Sosyal medyada, pazarcı esnafı bir vatandaş “açık yüreklilikle” siyasi tercihini anlatıyor ve anlatırken bir zihniyeti gayet net cümlelerle ortaya koyuyor. Daha iyisi pek az bulunur! O pazarcı, yozlaşmanın anıtı olan “piramit”in en alt katmanındadır, oradan sesleniyor. Hangi piramidin? Cumartesi günü bu köşede tarif ettiğim piramidin:
“Sistem bir piramit düzeninde işler… Üst katmanlarda daha yaygın ve daha sorgusuz sualsiz işler dönerken, bir altta, daha altta sırasıyla paylar küçülerek ama iştah ve cesaret azalmadan başka işler dönmeye devam eder. Herkesin payı aynı değildir ama kâr ve imtiyazdan piramidin her tabakasına bir pay düşer. Aşağıya az, yukarıya çok. Piramidi ayakta tutan da bu rızaya dayalı “adil” paylaşımdır. Aşağıdaki, çıkarı için üst katmanı destekler; üstündeki bir üstünü, o da bir üstünü. Her kat, üstündeki katın teminatıdır. Kimi büyük paralar kazanır, kimi istediği ihaleyi alır, kimi imar payını artırır, kimi maaşına maaş katar, kimi istediğini işe aldırır, kimi dilediğini söyleyip hesap vermemekle yetinir, kiminin de piramitteki yeri sayesinde karakolda her işi rast gider…” Kimi de pazarda fiş kesmeden para kazanır.
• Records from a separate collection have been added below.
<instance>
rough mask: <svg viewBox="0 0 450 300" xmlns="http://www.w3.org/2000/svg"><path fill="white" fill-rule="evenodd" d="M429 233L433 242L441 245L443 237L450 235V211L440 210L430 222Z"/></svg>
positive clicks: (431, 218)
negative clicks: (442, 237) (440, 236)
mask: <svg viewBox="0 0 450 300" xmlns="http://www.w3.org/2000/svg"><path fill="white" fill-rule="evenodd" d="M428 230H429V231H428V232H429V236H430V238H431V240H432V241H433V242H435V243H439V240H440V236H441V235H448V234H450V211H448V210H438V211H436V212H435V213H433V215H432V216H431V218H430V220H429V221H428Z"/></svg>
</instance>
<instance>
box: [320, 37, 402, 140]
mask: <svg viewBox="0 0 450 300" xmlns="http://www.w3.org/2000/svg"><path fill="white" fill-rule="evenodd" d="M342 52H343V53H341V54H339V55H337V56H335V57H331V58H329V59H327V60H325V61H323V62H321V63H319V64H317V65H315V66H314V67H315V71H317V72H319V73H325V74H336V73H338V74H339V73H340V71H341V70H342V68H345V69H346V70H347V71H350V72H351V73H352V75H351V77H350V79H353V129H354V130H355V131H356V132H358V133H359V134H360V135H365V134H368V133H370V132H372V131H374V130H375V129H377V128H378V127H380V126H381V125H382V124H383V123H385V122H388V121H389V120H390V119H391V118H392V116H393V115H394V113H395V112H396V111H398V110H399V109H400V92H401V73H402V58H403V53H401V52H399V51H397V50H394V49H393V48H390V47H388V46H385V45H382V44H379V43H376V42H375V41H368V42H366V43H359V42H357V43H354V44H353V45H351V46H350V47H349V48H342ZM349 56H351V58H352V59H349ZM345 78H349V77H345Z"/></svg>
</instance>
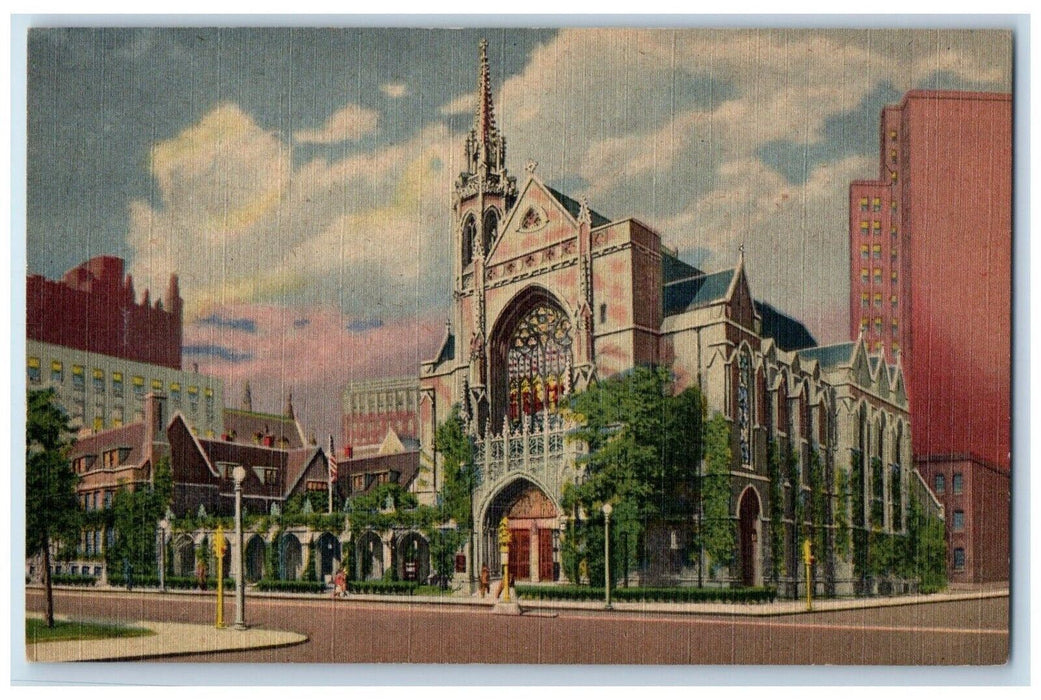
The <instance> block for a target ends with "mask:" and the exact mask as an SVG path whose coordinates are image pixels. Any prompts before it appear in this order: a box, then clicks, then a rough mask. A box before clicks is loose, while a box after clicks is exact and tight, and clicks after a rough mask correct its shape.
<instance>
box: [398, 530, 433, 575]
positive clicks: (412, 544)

Pazarcı söze şöyle başlıyor: “Şu elimi kessem Tayyip Erdoğan'dan başkasına vermem kardeşim. Açık ve net konuşuyorum.”
Niye?
Piramit kuralları burada işliyor.
Çünkü…
“Ben her şeyi bu adamına sayesinde kazandım. Ben 20 senedir kirada oturdum. Her şeyimi bu adamın zamanında kazandım. Çalıyorlarmış, benim sorunum değil kardeşim. Çalıyorsa Allah ile onun arasında. Neyini çaldı ya Allah aşkına? Biz de çalıyoruz. Biz de vergi kaçırıyoruz burada. 100 tane mal satıyoruz, 20 tane fiş kesiyoruz. Yalan mı kardeşim. Çalmayan var mı Allah aşkına?”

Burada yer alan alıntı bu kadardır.